Was ist passiert Durch den Befehl git push -f origin main habe ich meine gesamte commit Historie überschrieben und den von mir geschriebenen Backend-Code mit dem neu hinzugefügtem Frontend-Code überschrieben.

Was war das Problem?
Im von Vite erstellten Frontend-Ordner habe ich versehentlich erneut git init ausgeführt, ohne daran zu denken, dass der Hauptordner(Backend-ordner), in dem sich mein Frontend-Ordner befindet, bereits als Repository initialisiert war.
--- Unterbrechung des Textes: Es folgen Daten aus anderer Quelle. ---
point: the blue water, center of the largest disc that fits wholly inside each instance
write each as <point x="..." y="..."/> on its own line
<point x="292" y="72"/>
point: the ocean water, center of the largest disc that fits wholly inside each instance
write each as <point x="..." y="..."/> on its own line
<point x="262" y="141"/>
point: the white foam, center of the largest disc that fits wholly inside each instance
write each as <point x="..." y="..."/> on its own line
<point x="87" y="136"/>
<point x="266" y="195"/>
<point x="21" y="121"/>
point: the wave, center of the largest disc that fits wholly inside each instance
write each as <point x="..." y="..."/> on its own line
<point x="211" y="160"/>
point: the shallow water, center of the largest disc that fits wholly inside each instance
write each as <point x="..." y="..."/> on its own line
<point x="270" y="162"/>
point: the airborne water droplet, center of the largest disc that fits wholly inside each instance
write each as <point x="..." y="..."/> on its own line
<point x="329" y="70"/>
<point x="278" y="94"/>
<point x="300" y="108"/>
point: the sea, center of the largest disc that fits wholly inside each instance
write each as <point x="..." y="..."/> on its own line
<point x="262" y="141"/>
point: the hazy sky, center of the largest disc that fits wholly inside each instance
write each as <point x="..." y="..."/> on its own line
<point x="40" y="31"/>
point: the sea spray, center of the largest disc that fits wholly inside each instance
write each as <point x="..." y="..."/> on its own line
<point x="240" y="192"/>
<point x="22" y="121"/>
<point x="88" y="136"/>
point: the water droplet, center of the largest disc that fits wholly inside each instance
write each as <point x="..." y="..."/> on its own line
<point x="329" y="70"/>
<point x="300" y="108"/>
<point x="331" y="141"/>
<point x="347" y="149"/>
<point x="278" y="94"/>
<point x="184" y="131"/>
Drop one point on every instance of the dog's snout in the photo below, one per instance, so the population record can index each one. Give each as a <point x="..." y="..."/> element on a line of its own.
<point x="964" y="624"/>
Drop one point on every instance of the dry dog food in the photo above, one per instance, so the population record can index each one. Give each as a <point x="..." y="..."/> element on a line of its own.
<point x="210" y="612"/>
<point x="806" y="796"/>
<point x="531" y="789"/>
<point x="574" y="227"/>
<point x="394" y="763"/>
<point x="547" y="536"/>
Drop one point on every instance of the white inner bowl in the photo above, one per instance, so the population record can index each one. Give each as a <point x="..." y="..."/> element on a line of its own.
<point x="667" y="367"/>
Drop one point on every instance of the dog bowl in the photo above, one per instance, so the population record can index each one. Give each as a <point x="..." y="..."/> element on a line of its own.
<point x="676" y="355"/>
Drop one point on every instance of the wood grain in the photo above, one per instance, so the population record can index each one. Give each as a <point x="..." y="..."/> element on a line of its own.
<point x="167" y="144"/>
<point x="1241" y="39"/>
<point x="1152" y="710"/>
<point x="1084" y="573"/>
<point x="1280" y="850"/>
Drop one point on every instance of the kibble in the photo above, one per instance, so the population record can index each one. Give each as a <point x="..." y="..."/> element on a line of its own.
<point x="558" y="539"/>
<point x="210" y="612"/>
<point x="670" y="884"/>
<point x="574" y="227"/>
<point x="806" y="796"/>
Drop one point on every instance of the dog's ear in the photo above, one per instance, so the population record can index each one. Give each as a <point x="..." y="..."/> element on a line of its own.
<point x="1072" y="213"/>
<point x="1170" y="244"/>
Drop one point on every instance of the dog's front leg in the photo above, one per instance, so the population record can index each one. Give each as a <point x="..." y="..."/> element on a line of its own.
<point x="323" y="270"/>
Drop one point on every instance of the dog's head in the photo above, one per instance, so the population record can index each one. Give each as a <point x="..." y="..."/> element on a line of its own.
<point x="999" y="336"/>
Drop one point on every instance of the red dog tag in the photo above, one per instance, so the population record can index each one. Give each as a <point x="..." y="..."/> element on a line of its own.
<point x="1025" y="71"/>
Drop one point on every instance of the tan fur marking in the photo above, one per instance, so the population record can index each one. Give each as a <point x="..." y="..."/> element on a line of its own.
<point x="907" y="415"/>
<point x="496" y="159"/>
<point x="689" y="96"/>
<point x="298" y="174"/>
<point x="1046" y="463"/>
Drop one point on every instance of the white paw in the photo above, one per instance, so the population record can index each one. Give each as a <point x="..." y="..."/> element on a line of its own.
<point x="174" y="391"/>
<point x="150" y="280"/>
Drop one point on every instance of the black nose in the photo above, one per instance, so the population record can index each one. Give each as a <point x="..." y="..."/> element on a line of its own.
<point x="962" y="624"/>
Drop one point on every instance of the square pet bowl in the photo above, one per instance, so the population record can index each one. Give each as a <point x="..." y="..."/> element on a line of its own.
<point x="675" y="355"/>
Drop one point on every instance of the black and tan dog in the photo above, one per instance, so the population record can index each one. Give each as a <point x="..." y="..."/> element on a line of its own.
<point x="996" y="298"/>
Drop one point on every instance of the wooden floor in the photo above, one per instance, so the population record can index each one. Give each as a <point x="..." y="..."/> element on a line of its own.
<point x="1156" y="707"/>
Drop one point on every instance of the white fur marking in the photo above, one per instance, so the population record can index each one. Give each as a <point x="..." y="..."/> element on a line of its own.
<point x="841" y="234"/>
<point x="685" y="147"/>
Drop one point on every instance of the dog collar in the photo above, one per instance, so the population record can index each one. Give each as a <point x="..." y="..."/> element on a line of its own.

Anschließend habe ich git add . eingegeben und versucht, alles zu pushen. Als das nicht funktionierte, habe ich es mit git push -f origin main erzwungen.

Wie ich es gelöst habe

  1. Git-Ordner im Frontend löschen:
    Im Frontend-Ordner habe ich mit dem Befehl rm -rf .git die unnötige Git-Initialisierung entfernt.

  2. Fehlerhaften Commit rückgängig machen:
    Mit git log habe ich die Liste der Commits angesehen und den fehlerhaften Commit identifiziert.
    git log

    Anschließend habe ich den fehlerhaften Commit mit git revert <commit-hash> rückgängig gemacht.

  3. Neuer Commit und Push:
    Danach habe ich sauber einen neuen Commit erstellt und diesen schließlich erfolgreich gepusht.

Was habe ich daraus gelernt?

  1. git add . ist gefährlich:
    Ein unüberlegtes git add . kann schnell Chaos verursachen, besonders wenn man nicht genau weiß, was hinzugefügt wird.

  2. Pull Requests und Branches nutzen:
    Hätte ich von Anfang an mit Pull Requests oder separaten Branches gearbeitet, wäre der Fehler einfacher zu beheben gewesen und hätte nicht das ganze Repository beeinflusst.

  3. Nicht blind Befehle aus dem Internet übernehmen:
    Besonders gefährlich sind Befehle mit -f oder --force. Ohne ein genaues Verständnis davon, was sie tun, sollte man sie besser meiden.

  4. Git-UI ist keine Schande:
    Man muss nicht alles im Terminal machen. Eine Git-Benutzeroberfläche kann dabei helfen, Änderungen übersichtlich zu verfolgen und Fehler zu vermeiden.